To fix this I did the split on unique household IDs, so no household would be included in both datasets. After re-tuning the models appropriately, the validation f1 scores had gone down from 0.96 to 0.65. The submissions scores went up to 0.41, which was not a huge increase, but it was much closer to the validation scores.
The moral of this story is never forget to make sure that your training and validation sets don't contain overlap or leakage, or the validation set becomes useless.
July 17, 2018, 7:34 a.m.
When I began working on this project my intention was to do multi-class classification of the images. To this end I built my graph with logits and a cross-entropy loss function. I soon realized that the decision to do multi-class classification was quite ambitious, and scaled back to doing binary classification into positive and negative. My goal was to implement the multi-class approach once I had the binary approach working reasonably well, so I left the cross entropy in place.
Over the months I have been working on this I have realized that, for many reasons, the multi-class classification was a bad idea. For an academic project it might have made sense, but for any sort of real world use case it made none. There is really no use to outputting a simple classification for something as important as detecting cancer. A much more useful output is the probabilities that each area of the image contains an abnormality as this could aid a radiologist in diagnosing abnormalities rather than completely replacing her. Yet for some reason I never bothered to change the output or the loss function.
The limiting factor on the size of the model has been the GPU memory of the Google Cloud instance I am training this monstrosity on. So I've been trying to optimize the model to run within the RAM constraints and train in a reasonable amount of time. Mostly this has involved trying to keep the number of parameters to a minimum, but today I was looking at the model and realized that the logits were definitely not helping the situation.
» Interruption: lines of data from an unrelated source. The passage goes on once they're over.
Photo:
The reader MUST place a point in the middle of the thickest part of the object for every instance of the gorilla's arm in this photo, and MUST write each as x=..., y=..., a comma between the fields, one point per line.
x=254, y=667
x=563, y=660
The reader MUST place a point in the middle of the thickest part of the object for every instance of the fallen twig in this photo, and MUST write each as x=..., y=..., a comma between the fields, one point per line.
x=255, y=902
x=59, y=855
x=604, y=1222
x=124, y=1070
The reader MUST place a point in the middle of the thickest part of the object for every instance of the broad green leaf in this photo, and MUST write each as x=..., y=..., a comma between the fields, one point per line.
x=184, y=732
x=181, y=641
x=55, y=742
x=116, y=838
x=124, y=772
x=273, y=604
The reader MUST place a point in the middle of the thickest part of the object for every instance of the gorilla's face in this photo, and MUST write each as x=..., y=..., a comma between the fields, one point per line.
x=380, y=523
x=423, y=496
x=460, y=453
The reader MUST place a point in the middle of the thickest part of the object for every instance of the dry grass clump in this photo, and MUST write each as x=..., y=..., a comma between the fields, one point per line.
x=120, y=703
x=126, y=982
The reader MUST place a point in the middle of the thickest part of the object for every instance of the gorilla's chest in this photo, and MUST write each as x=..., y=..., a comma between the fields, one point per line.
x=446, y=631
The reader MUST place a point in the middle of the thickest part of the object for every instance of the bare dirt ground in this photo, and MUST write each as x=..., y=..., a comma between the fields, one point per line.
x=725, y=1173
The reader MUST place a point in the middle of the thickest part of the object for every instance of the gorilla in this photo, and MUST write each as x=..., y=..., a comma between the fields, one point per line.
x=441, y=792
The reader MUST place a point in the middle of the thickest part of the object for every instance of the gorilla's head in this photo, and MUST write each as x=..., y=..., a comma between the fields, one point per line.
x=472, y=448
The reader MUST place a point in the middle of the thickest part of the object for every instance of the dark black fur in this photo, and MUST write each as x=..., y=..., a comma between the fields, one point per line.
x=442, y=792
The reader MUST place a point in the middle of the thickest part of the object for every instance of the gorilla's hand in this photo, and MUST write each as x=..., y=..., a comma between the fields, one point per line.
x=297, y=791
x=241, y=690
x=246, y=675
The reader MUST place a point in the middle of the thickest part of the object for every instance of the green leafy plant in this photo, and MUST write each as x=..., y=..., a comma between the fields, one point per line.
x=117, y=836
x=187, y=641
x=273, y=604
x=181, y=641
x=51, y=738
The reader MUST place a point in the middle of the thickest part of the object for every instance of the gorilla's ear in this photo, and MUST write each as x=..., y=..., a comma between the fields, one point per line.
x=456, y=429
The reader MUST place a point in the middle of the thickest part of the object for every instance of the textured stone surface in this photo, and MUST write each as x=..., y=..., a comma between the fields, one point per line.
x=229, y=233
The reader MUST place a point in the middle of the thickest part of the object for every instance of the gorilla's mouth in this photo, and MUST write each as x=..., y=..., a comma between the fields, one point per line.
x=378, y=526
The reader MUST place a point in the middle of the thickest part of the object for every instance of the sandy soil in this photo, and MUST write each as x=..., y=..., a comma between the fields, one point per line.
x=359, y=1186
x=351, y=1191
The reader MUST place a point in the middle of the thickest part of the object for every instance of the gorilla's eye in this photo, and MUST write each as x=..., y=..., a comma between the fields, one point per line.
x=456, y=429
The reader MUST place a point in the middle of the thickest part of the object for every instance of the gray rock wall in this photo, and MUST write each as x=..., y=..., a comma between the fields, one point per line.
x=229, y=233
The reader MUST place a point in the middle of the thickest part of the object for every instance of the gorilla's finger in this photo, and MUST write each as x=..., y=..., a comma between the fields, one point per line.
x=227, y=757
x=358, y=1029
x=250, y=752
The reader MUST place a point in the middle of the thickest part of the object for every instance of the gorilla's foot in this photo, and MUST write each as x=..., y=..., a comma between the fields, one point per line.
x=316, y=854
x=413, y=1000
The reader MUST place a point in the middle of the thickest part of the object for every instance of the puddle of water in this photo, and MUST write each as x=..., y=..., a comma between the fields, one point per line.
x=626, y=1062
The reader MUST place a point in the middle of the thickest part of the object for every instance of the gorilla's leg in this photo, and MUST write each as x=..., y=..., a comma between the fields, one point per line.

For this problem classification was absolutely the wrong approach. We aren't trying to classify the content of the image, we are trying to detect abnormalities. The negative class was not really a separate class, but the absence of any abnormalities, and the graph and the loss function should reflect this. In order to coerce the logits into an output that reflected the reality just described, I put the logits through a softmax and then discarded the negative probability - as I said the negative class doesn't really exist. However the cross entropy function does not know this and it places equal importance on the imaginary negative class as on the positive class (subject to the cross entropy weighting of course.) This means that the gradients placed equal weight on trying to find imaginary "normal" patterns, despite the fact that this information is discarded and never used.
So I reduced the logits layer to one unit, replaced the softmax activation with a sigmoid activation, and replaced the cross entropy with binary cross entropy. And the change has been more impactful than I imagined it would be. The model immediately began performing better than the same model with the logits/cross entropy structure. It seems obvious that this would be the case as now the model can focus on detecting abnormalities rather than wasting half of it's efforts on trying to detect normal patterns.
I am not sure why I waited so long to make this change and my best guess is that I was seduced by the undeniable elegance of the cross entropy loss function. For multi-class classification it is truly a thing of beauty, and I may have been blinded by that into attempting to use it in a situation it was not designed for.